Leni non poté trattenere un sorrisetto ironico che la signora Corsetti colse immediatamente.
«Ah, capisco, lei non crede a una parola.»
«Io, veramente…»
«Non importa sa? È perfettamente superfluo che lei ci creda o meno. Il suo scetticismo non cambia la realtà.»
«È vero, mi dispiace, non credo né ai fantasmi né alle maledizioni. Però sono una brava giornalista e cerco di essere oggettiva. Per questo sono qui. Per raccogliere ogni tipo di testimonianza.»
«Molto bene, allora mi ascolti con attenzione. Come le dicevo, questo palazzo ospita parecchi fantasmi, spiriti che non riescono a passare oltre. Sono anime dannate, per usare un termine che non amo ma che calza a pennello per descrivere la loro situazione. Sono tutti morti in modo violento oppure hanno condotto un’esistenza particolarmente travagliata, se vogliamo usare questo termine. Molti di loro sono spiriti malvagi. Io non li giudico ma non posso fare a meno di essere molto rattristata dal loro destino.»
Leni ascoltava in silenzio.
«Diceva che si tratta di anime dannate?»
«Esatto. La loro punizione, mi perdoni i termini che non rendono con esattezza l’idea, consiste nel vivere una specie di vita senza un corpo fisico. Essi però provano desideri e vivono emozioni proprio come quando erano in vita. Un vero supplizio senza fine. Ehi! Ciao Merlino, ben arrivato!»
Un enorme gatto siamese a pelo lungo era balzato sulle ginocchia della donna e, mentre si faceva accarezzare, fissava Leni con i suoi magnetici occhi di un azzurro intenso.
«È bellissimo, io adoro i gatti.»
«Potrei dirle che Merlino è un gatto magico ma non lo farò, visto che non mi crede.»
Lo sguardo ironico e divertito di Tiziana Corsetti illuminò il suo viso e Leni non poté fare a meno di provare una grande simpatia per lei.

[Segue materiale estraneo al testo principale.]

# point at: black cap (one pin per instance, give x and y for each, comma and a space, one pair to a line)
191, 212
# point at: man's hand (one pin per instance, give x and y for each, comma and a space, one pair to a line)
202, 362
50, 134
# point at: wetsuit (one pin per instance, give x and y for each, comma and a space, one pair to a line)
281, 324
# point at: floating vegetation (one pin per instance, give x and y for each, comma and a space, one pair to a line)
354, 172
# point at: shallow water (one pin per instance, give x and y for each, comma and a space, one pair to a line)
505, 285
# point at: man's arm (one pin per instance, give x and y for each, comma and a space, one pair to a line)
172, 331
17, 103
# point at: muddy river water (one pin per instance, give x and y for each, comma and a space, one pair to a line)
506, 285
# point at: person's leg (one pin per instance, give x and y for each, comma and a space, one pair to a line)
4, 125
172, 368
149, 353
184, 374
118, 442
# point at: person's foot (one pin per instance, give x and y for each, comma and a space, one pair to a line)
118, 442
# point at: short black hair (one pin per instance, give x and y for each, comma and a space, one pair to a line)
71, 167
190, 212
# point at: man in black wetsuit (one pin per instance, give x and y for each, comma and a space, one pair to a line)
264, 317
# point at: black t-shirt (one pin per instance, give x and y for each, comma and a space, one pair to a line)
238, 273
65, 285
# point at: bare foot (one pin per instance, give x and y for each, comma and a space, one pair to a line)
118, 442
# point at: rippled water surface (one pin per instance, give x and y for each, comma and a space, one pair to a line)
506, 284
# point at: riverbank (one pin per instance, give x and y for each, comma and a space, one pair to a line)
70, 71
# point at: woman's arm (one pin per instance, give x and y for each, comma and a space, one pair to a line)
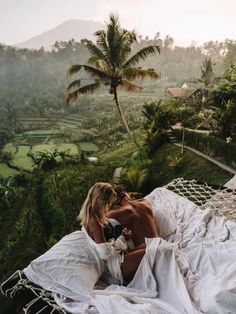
96, 230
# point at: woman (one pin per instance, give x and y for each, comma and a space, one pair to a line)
94, 218
136, 215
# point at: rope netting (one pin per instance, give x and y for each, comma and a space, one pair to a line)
221, 200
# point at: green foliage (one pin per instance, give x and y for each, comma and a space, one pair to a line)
224, 99
158, 118
168, 163
207, 73
133, 179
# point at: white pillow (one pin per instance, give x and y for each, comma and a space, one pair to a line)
162, 211
71, 267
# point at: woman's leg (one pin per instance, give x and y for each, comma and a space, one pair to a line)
131, 263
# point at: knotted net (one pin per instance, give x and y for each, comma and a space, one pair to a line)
221, 200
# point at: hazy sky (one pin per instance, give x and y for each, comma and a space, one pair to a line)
185, 20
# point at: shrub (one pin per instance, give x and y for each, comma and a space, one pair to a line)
210, 145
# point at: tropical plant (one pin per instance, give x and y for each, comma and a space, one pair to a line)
207, 73
133, 179
45, 160
158, 119
110, 64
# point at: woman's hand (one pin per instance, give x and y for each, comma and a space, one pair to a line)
127, 234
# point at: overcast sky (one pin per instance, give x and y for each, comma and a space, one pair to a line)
185, 20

«Ne ha le physique du rôle però, lo riconosco» dichiarò Leni, quasi dispiaciuta di deludere quella signora così simpatica.
Risero.
Casanova osservava le due donne attorniato da altri spiriti. Appena udito che Leni non credeva alla loro esistenza, questi si erano dati subito un gran daffare per dimostrarle il contrario con il consueto sconsolante risultato. Niente si mosse. Casanova sorrise con l’aria di chi la sa lunga.
«Che ti porta qui Casanova?» lo apostrofò con aria aggressiva un uomo dall’apparenza grossolana.
Pietro Bartolo era stato famoso per il suo carattere irascibile e per le risse che ne scaturivano, l’ultima delle quali gli fu drammaticamente fatale.